Italy: Data protection and corporate criminal liability: the implications of Model 231

This article has been first published by OneTrust Data Guidance on June 5, 2020.

Intersection of Decree 231 with data protection legislation

The provisions contained in the Decree 231 have been partially integrated and modified over time to respond to increasingly urgent national and international concerns. Some of these amendments have intensified the intersection of the provisions of the Decree 231 with data protection regulations, notably the General Data Protection Regulation (Regulation (EU) 2016/679) (‘GDPR’)  and the Italian Personal Data Protection Code, Legislative Decree No. 196/2003, as amended by the Legislative Decree No. 101/2018 (‘the Privacy Code’), requiring a significant effort to balance different and sometimes opposing interests. This critical issue is particularly evident with regard to the following two aspects regulated by the Decree 231, which will be examined in more detail below:

  • the introduction of procedures aimed at preventing cybercrimes potentially committed by companies’ associates; and
  • the implementation of whistleblowing procedures involving transfers of personal data outside the European Union.

However, the contextual examination of these regulations is not only important to balance the different interests, but also to give coherence to companies’ compliance projects in order to use the contact points between disciplines for better compliance and resource savings.

Cybercrimes prevention and employees’ data protection rights

In 2008, the scope of Decree 231’s provisions on corporate criminal liability was extended to certain cybercrimes when committed by the entity’s personnel in the interest or for the advantage of the company[1]. These cybercrimes include, by way of example, unlawful access to an information system, the detention and dissemination of access codes to computer or telematics systems, and the damaging of software, information, data, IT programs, and telematics systems.

This means that when designing and implementing Model 231, companies must also address the most suitable countermeasures to prevent the commission of these cybercrimes, which might include the implementation of systems to monitor employees’ activities. The adoption of such measures, though, might be in contrast with the provisions both of the Law No. 300/1970 (‘the Workers’ Statute’) and of the Privacy Code – as clarified by the provisions of the Italian data protection authority (‘Garante’) – regarding the remote control of employees.

Firstly, the Workers’ Statute allows the use of tools that also enable the possibility of remote control of workers’ activity exclusively for organisational and productivity requirements, work safety, and the protection of the company’s assets, and they may be installed subject to a collective agreement entered into by the trade union representative; in the absence of such agreement, a prior authorisation of the Regional Office of the National Labour Inspectorate is required. Secondly, the monitoring tools must always comply with the applicable data protection provisions, as explicitly mentioned by the Workers’ Statute itself. In particular, the monitoring of internet and email use could entail the processing of personal data – and even of special categories of data – requiring the employer to comply with specific data protection provisions that could jeopardise the effectiveness of the measures adopted to prevent the cybercrimes.
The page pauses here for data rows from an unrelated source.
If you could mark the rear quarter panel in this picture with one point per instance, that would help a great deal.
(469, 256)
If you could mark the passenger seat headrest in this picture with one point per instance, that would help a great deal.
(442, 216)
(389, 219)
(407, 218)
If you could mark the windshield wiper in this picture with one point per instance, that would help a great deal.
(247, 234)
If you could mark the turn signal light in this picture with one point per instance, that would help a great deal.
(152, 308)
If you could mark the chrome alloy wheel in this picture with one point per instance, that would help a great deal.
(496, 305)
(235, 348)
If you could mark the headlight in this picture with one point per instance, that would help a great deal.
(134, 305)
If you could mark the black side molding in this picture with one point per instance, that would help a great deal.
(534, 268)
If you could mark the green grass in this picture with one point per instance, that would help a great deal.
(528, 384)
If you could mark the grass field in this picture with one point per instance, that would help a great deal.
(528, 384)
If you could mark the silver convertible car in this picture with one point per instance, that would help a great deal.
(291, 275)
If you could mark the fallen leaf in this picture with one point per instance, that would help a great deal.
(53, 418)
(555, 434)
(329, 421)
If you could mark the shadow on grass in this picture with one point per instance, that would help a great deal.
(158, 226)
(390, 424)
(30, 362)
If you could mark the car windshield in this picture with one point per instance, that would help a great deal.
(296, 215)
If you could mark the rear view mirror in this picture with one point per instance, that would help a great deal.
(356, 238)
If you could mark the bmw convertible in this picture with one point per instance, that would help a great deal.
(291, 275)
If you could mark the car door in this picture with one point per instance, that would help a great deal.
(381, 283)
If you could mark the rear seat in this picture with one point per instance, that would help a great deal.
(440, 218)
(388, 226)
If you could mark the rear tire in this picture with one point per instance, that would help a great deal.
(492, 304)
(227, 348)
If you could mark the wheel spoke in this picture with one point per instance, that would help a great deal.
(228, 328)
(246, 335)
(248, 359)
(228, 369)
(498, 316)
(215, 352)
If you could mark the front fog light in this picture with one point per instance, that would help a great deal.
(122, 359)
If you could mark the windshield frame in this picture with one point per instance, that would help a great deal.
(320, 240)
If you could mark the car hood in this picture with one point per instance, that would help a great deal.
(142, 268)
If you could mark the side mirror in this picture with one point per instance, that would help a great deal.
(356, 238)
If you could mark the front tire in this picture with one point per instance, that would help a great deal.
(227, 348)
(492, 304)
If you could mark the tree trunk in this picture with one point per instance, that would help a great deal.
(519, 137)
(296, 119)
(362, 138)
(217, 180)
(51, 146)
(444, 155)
Indeed, the Garante’s Guidelines Applying to the Use of Emails and the Internet in the Employment Context[2](‘the Guidelines’) state that the processing must be carried out under the principles of necessity, fairness, relevance and minimisation for specific, explicit and legitimate purposes. It implies that the monitoring cannot be prolonged, constant, and indeterminate and that the employees must be informed of the existence of the monitoring activity, including the modalities and the characteristics of it. Furthermore, the Garante clarified that the general prohibition of remote control of the work activity must be respected also in case of video surveillance, therefore the installation of equipment specifically designed to verify the correctness in the performance of the work is not allowed and the sole suitability of the system to remotely monitor the employees means that the requirements set out in the Workers’ Statute must be met[3].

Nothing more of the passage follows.